How can we build and reflect on a collective diasporic identity through a personal journey? What are the limits and possibilities of this endeavor, when the personal journey is that of oft-erased bodies and stories, de-humanized lives and when Black populations in Africa, the Americas and Europe identify and misidentify with each other, their sensibilities shaped by the particular locales in which their lives unfold?
This book makes an important intellectual contribution to contemporary public conversations and theoretical inquiry into race, racism, blackness, and identity today, as it probes and questions the academic methodologies that have functioned as structures of exclusion.
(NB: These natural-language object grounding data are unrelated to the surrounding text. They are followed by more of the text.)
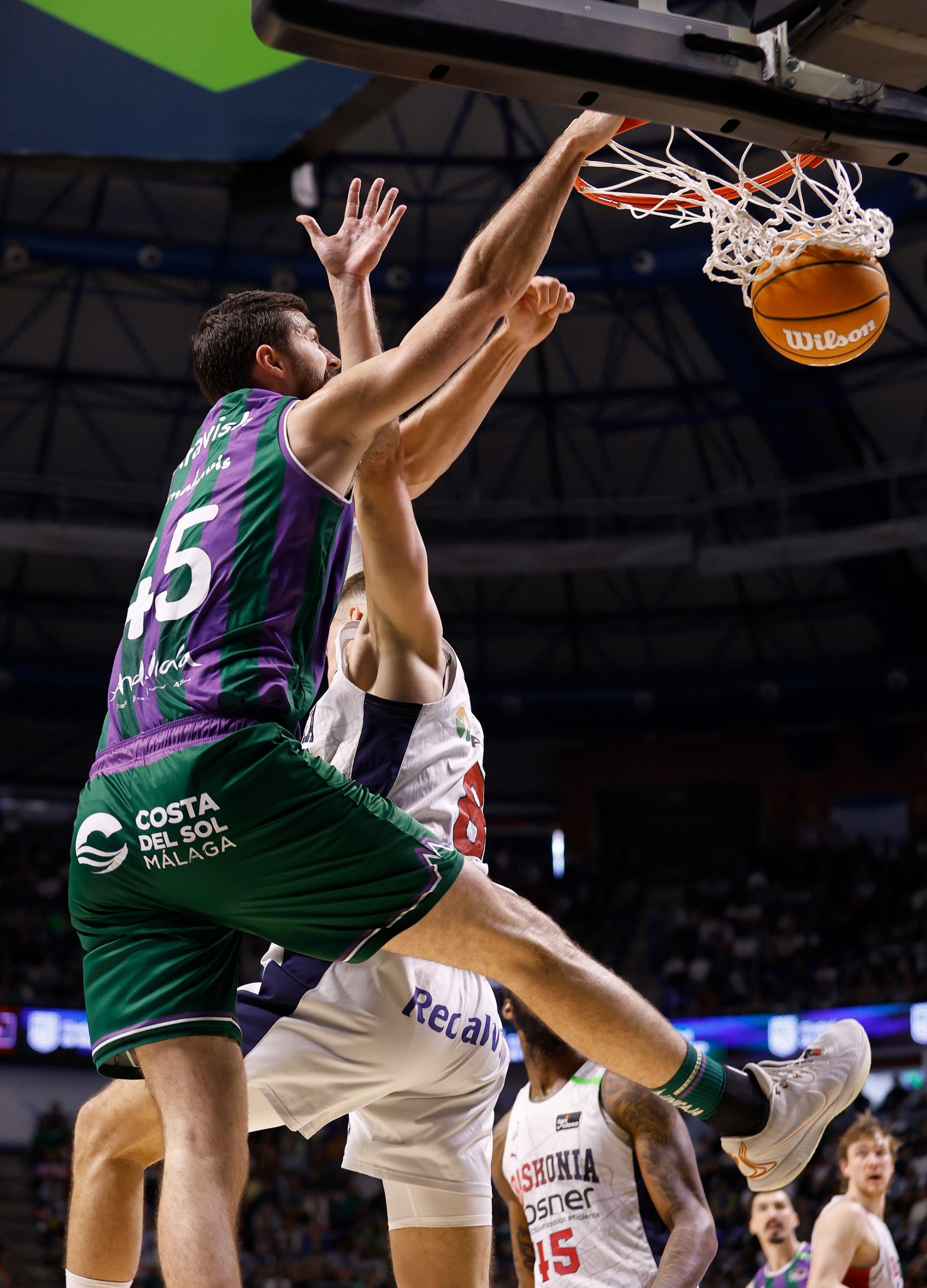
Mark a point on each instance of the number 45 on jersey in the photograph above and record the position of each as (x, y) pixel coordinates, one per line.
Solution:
(201, 574)
(564, 1260)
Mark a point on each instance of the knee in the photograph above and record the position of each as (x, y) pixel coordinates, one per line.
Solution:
(107, 1131)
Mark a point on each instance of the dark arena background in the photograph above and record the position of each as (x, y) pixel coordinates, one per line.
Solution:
(687, 578)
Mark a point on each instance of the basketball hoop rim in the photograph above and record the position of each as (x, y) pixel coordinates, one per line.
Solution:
(692, 200)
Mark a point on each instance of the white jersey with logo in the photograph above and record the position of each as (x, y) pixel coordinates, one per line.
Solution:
(887, 1270)
(427, 758)
(576, 1175)
(413, 1052)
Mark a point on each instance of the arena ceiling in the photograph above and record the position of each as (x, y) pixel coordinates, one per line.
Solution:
(662, 523)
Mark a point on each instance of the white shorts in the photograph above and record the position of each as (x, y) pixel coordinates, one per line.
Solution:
(413, 1053)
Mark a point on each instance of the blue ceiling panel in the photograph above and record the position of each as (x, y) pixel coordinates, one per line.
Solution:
(63, 92)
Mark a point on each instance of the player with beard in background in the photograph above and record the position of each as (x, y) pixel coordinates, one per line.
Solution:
(599, 1175)
(774, 1223)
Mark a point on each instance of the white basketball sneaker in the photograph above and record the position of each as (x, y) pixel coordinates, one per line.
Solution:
(805, 1094)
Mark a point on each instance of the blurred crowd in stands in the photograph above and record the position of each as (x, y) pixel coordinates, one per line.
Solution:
(305, 1223)
(777, 929)
(904, 1113)
(308, 1224)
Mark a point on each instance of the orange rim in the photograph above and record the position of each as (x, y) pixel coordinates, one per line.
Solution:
(689, 200)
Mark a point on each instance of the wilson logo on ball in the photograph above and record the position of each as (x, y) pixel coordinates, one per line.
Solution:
(805, 342)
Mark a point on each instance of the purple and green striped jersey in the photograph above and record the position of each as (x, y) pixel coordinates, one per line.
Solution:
(794, 1274)
(232, 608)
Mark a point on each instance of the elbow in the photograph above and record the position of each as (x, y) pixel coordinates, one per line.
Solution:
(491, 284)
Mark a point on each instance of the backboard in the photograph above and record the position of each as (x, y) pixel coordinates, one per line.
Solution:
(643, 62)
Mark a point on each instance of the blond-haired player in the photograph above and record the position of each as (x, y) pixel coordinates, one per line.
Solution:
(850, 1243)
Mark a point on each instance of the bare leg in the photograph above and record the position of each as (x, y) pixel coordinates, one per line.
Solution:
(445, 1257)
(483, 928)
(199, 1087)
(118, 1135)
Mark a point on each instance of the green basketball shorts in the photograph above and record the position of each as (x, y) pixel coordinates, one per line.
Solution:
(209, 827)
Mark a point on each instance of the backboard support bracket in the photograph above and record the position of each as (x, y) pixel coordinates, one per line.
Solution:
(634, 61)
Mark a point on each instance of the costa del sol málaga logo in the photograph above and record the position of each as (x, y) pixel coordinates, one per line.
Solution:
(106, 861)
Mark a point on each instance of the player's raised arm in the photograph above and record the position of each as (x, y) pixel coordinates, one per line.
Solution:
(330, 431)
(436, 435)
(667, 1163)
(402, 626)
(837, 1233)
(349, 257)
(523, 1248)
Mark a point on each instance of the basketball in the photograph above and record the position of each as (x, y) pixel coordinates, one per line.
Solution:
(823, 308)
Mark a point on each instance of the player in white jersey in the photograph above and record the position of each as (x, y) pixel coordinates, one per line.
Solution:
(413, 1052)
(850, 1243)
(599, 1175)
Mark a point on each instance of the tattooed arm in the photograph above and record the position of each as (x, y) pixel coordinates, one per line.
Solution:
(523, 1248)
(667, 1163)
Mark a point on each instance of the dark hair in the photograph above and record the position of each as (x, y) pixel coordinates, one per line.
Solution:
(229, 334)
(535, 1032)
(353, 590)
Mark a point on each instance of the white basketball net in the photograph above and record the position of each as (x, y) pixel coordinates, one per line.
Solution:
(755, 228)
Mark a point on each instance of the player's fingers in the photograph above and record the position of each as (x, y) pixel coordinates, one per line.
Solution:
(545, 286)
(387, 205)
(373, 197)
(311, 226)
(353, 199)
(560, 306)
(393, 222)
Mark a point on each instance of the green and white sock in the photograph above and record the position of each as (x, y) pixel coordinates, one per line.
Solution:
(697, 1086)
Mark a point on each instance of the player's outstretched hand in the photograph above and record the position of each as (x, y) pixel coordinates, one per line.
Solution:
(355, 250)
(535, 316)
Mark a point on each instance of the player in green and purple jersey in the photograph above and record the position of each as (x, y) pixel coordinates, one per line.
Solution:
(774, 1223)
(203, 820)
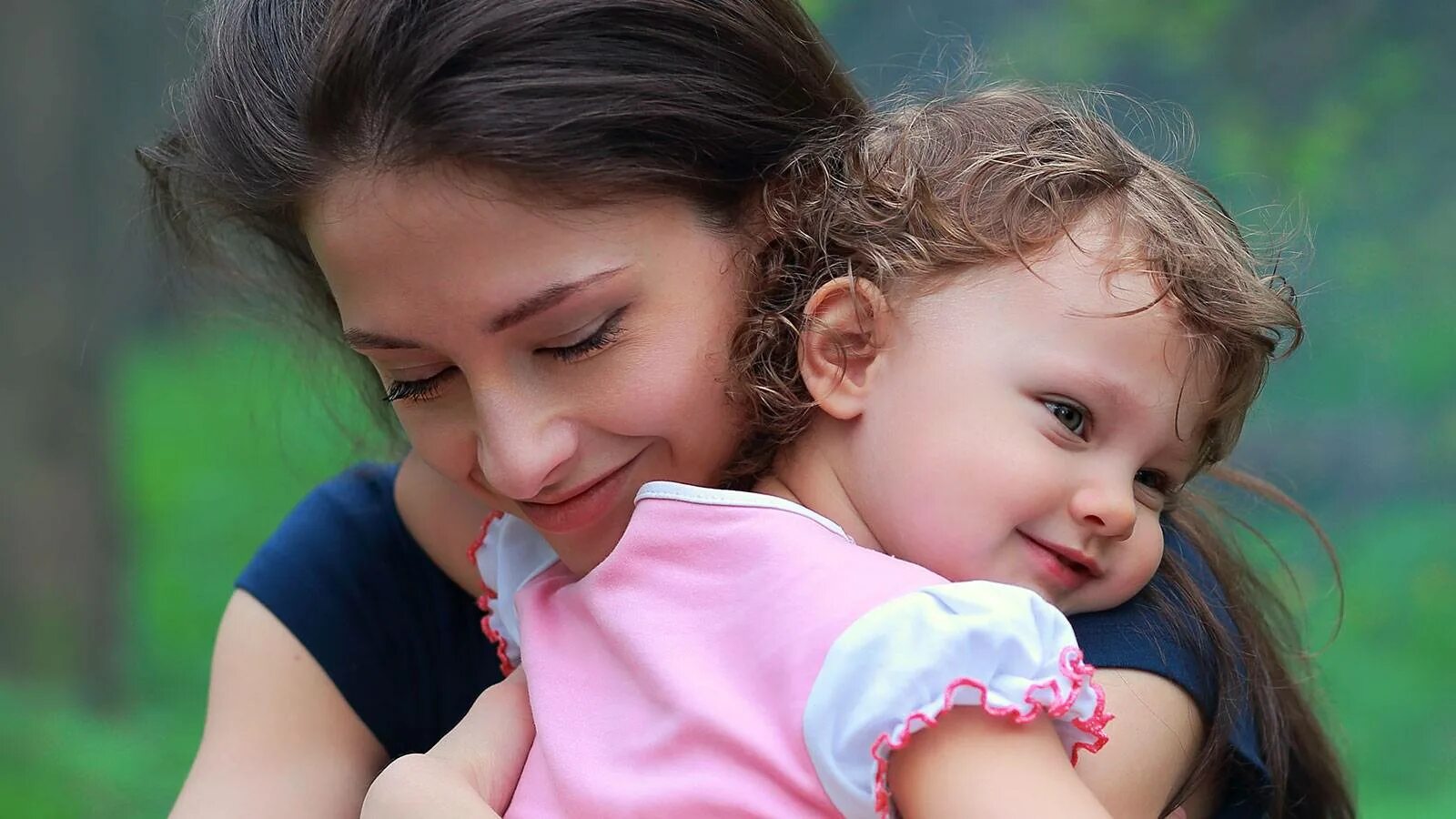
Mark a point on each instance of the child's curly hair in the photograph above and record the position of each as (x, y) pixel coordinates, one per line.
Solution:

See the book: Black is the Journey, Africana the Name (Polity, 2021).
About the author: Dr Maboula Soumahoro is an associate professor in the English department of the University of Tours, France, where she also received her PhD. A specialist in the field of Africana Studies (Atlantic), Dr Soumahoro has conducted research and taught in several universities and prisons in the United States and France: Bennington College, Columbia University (New York and Paris), Barnard College, Bard Prison Initiative (Bayview Correctional Facility), Stanford University (Paris), Sciences Po (Paris and Reims), the prisons in Bois-d’Arcy, Villepinte (juvenile detention), and Fresnes.
Soumahoro is the author of Le Triangle et l’Hexagone, réflexions sur une identité noire (La Découverte, 2021), translated in English by Dr. Kaiama L. Glover as Black is the Journey, Africana the Name (Polity, 2021). This book was distinguished by the committee of the FetKann! Maryse Condé literary prize in 2020.